In keeping with the "nature" theme of the contest, the cake topper is actually a representation of "Diana", the Roman god of the hunt and animals in general, who apparently bears a strking resemblance to Mary.
The grey flowers represent blight, thus blighting the beauty of nature.
John Dill has inadvertently created a cake for a "singularity" ceremony, wherein a person proclaims their pride in having no partner. The cake topper is either a bride OR a groom, never both. Therefore, John has a subconscious awareness that Mary will choose neither him nor Dr. Jeff.
I may be new here, but what does a pink Mary have to do with nature? Good thing Toby, Dawn and Dr. Jeff are the judges.
I think John Dill should skip the cake design quest and become a sculptor instead.
Dill did not just create that little doll. It's a voodoo doll he has secretly kept for years. He's had a lot of fun making Mary say, do, and feel bizarre things.Pay no attention to the man behind the cake.
Notice how in panel 1 Dill hits Voodoo Mary on the head, and Real Mary's eyes close in pain. This is going to be fun!
What happened to Chin Napkin?!?!?!?!
Oh, snap! Are we in for some unexpected kitchen drama? Or 2 months of Mary politely complimenting the topper?Maybe we're in for a courtroom drama with Mary demanding royalties for using her likeness.
Apparently John (Dill) stepped out during the baking period and paid a visit to David Letterman's hair stylist.

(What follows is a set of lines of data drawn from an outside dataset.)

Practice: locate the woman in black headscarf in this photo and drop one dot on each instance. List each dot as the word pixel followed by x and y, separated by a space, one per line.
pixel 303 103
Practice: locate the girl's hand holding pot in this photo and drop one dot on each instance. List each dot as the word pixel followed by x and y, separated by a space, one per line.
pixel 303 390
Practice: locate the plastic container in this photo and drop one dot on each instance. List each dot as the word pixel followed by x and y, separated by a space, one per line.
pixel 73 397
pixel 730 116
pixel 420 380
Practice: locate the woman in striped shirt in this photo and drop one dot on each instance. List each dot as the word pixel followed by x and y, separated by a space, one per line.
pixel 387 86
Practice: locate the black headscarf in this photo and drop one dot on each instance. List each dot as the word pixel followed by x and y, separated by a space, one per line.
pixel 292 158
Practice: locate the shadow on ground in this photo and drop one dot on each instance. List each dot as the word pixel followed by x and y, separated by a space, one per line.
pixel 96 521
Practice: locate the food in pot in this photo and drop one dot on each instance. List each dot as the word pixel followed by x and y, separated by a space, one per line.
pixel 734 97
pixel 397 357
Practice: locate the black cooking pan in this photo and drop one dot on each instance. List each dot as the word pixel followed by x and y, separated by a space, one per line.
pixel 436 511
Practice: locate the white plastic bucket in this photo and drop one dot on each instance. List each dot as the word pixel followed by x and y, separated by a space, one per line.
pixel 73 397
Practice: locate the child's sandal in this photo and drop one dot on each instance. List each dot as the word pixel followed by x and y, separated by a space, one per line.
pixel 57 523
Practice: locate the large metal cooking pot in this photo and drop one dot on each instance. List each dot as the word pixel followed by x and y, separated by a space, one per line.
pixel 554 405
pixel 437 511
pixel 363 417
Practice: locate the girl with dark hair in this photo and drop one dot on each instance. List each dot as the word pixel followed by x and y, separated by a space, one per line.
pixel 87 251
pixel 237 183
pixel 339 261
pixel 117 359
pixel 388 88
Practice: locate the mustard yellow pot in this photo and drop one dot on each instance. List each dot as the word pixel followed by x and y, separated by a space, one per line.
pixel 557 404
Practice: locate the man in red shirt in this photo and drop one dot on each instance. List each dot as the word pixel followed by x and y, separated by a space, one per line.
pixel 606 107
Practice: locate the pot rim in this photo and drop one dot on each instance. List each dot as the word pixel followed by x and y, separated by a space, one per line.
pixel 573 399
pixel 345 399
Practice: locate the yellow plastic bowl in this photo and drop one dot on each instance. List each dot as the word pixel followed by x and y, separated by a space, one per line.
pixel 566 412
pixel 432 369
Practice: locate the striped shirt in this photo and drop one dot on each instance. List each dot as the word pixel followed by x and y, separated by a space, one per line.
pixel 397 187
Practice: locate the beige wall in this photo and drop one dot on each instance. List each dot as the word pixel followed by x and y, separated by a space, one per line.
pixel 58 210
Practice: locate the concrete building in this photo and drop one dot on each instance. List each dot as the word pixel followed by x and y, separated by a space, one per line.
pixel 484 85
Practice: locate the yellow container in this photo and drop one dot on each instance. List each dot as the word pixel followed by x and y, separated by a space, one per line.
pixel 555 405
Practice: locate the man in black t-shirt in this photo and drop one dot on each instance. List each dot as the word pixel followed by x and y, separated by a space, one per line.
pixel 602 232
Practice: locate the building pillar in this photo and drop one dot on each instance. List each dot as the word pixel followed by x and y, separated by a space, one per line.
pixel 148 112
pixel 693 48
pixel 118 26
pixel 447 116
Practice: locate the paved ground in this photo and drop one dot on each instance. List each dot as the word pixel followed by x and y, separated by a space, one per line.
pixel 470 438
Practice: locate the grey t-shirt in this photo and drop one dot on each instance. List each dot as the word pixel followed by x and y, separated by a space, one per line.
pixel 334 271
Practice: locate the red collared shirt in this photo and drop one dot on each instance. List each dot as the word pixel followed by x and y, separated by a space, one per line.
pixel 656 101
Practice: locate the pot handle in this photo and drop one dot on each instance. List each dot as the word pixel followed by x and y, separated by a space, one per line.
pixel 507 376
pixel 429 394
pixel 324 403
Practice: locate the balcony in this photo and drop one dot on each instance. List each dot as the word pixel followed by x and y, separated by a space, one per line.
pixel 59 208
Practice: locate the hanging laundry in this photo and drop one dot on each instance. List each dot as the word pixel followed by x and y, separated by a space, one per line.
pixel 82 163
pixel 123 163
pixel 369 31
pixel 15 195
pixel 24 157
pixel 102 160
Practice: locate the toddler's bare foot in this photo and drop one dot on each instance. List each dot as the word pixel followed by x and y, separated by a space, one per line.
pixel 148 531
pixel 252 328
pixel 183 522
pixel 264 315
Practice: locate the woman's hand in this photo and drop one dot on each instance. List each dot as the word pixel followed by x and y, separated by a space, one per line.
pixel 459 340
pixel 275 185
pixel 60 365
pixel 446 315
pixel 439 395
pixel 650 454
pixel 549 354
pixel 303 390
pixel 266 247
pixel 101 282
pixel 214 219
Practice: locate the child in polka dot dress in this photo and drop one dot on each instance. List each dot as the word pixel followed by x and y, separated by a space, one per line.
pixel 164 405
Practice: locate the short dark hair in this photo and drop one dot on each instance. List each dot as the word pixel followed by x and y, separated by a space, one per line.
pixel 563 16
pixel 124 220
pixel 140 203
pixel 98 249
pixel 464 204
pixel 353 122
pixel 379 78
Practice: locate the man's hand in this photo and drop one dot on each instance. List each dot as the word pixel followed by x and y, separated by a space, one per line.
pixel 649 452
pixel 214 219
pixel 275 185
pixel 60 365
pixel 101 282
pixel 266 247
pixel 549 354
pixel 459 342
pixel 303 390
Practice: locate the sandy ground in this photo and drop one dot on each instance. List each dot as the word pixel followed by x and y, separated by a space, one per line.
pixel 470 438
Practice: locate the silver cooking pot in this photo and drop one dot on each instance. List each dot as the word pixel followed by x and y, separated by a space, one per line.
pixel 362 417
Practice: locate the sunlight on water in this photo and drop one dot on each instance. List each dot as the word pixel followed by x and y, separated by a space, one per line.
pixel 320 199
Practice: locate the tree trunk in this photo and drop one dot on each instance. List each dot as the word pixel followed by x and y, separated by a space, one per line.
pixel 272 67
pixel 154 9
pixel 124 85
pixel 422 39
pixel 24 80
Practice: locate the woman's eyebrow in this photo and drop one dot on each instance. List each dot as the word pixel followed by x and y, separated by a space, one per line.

I have a sneaking suspicion that this will all end in Mary feeling smug.
He could've at least done Mother Nature in the nude...she'd never wear a nun's habit like he's got her in.
Chin Napkin, on the advice of his agent, walked off the set due to the inferior nature of the material.It is unlikely that he will be back as it is wish to go back to his first love, the theater.
Is that a Dalek in panel one? Why is Mary making cutout cookies in panel two? And how creepy is the idea of the Mary ButterWorth cake topper?Some of the comments on the Plain Dealer link are hilarious.--Beagle Vet
This story seems to be edging closer and closer to Aldo Kelrast territory. Fingers crossed everyone!Hopefully it will end with John Dill - after storming off in a rage and then eating the entire cake in an unrequited-love induced sorrow-binge - fatally crashing his bought-used-on-eBay, prone-to-exploding Rascal scooter into the side of Mary's condo.
John Dill's Story (as told by his cake):I always wanted to be a girly girl. I just love pink and frilly things and roses and nature and stuff! But my father insisted I wear nothing but blue and grey and work in the family hotel. I got married and how could I tell my wife that I really loved her things, especially the pink things covered with roses?Finally, my wife died and I retired from the hotel business. At last I felt free! Free to express my true longing for pink pink PINK girly frilly flowery things! I found a super-understanding woman who is still hot despite being 127 years of age. Together, we built an understanding based on our shared love of pink, frills and roses. Mostly pink. Oh, and the beauty of nature or something!I am so happy, I'm considering buying a pink shirt!! Next stop, Woolworths!!
Wanders, you have to a special Saturday posting because....Pink Chin Napkin is back! And is being threatened by Hand Towel horning in on its chinnish territory!!!!!!!Oh NOOOOOOOOOOOOO!!!!!!